Terlebih, jiwa patriotisme, wawasan kebangsaan, dan cinta Tanah Air adalah tiga hal yang senantiasa ditanamkan melalui edukasi terapan dalam banyak kegiatan dan permainan. Begitu pula berbagai kecakapan yang biasa diajarkan kepada para anggota meliputi kecerdasan sosial, kompetensi lintas budaya, kreativitas, serta kemampuan adaptif. Juga keterampilan praktis yang berguna baik untuk kehidupan sehari-hari, apalagi dalam situasi kedaruratan, yaitu survival, jelajah pandu arah, hingga keterampilan pertolongan pertama.
Latihan kepemimpinan merupakan kegiatan yang melekat pada Gerakan Pramuka, yang dipertebal dengan proyek pengabdian di tengah masyarakat. Semua paket lengkap, ilmu dan keterampilan, itu dipelajari dengan cara asyik, menyenangkan dan suasana riang gembira.

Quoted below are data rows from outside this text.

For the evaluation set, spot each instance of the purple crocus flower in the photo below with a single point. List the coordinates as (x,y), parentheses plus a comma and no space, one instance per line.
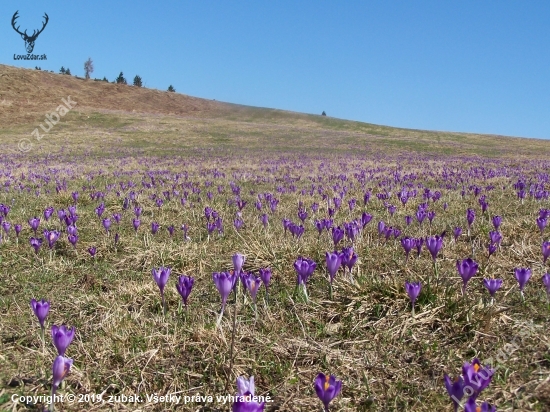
(252,284)
(34,223)
(491,248)
(161,276)
(546,281)
(264,218)
(225,282)
(408,243)
(327,388)
(413,290)
(245,386)
(62,338)
(334,261)
(476,376)
(455,389)
(238,223)
(6,226)
(40,309)
(184,287)
(107,224)
(497,221)
(434,245)
(238,262)
(171,229)
(51,236)
(61,367)
(545,250)
(457,231)
(470,217)
(304,268)
(48,212)
(265,275)
(381,227)
(337,235)
(471,406)
(522,276)
(541,223)
(99,210)
(418,242)
(495,237)
(73,239)
(349,257)
(421,215)
(36,243)
(492,285)
(154,228)
(467,269)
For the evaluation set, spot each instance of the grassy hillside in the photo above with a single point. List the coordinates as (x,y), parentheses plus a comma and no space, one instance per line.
(162,122)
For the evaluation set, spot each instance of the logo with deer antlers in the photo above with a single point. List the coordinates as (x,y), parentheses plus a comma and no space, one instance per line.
(29,40)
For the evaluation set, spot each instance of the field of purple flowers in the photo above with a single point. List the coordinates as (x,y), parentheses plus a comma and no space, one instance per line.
(411,282)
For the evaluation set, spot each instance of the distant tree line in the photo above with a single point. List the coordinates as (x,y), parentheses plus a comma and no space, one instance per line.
(89,69)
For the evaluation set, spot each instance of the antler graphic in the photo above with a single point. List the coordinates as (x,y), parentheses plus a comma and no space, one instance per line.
(34,36)
(15,16)
(29,40)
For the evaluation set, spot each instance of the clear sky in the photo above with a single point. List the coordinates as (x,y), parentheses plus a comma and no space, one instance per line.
(474,66)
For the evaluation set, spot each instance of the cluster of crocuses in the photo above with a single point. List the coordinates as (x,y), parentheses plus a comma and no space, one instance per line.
(434,244)
(61,337)
(68,218)
(213,220)
(295,230)
(226,282)
(475,378)
(334,260)
(542,220)
(184,285)
(327,387)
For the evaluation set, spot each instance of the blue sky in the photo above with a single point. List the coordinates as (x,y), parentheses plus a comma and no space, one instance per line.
(473,66)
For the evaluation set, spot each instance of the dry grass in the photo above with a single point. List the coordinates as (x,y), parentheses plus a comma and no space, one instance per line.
(387,359)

Dalam Pramuka, setiap peserta merasa berharga karena kakak pembina senantiasa memberi tantangan dan tidak lupa menyemangati, lantas mengapresiasi untuk kebolehan sekecil apapun itu. Di sana, peserta akan mudah memperoleh tepuk tangan hanya dengan sebuah prestasi sederhana, sedangkan untuk prestasi yang sedikit lebih tinggi bisa membuahkan penghargaan berupa tanda kecakapan khusus (TKK) atau bahkan kepangkatan.
Sungguh, organisasi yang satu ini paling bisa membuat hati semua anggotanya gampang berbunga-bunga, dengan segala konsep pendidikan yang menggembirakan. Pantas bila gerakan kepanduan itu menjadi candu bagi banyak orang yang telah menyelami dan telanjur menjiwai.
Ketika para aktivis Pramuka kembali berbaur ke tengah masyarakat, biasanya bakal mudah dikenali dari sifat dan sikapnya. Seorang anggota Pramuka umumnya menonjol dalam sikap kepemimpinan dan kepeloporan, karena terlatih berorganisasi, mereka tergerak menginisiasi suatu kegiatan produktif yang bermanfaat bagi masyarakat. Belum lagi ketulusan dan ringan tangannya ketika orang lain membutuhkan bantuan.
Anak Pramuka, di mana pun mereka berada, bisa menjadi pembawa dan penular aura positif karena sikap percaya diri juga optimismenya, sementara untuk sikap patriot dan nasionalis, si Pramuka adalah juaranya.
Pramuka dengan segala kelebihan metode ajarnya, tentu menghasilkan remaja gembira beraura positif yang sehat mental, sehingga amat sayang bila pendidikan kepanduan itu hanya sebagai kegiatan pilihan.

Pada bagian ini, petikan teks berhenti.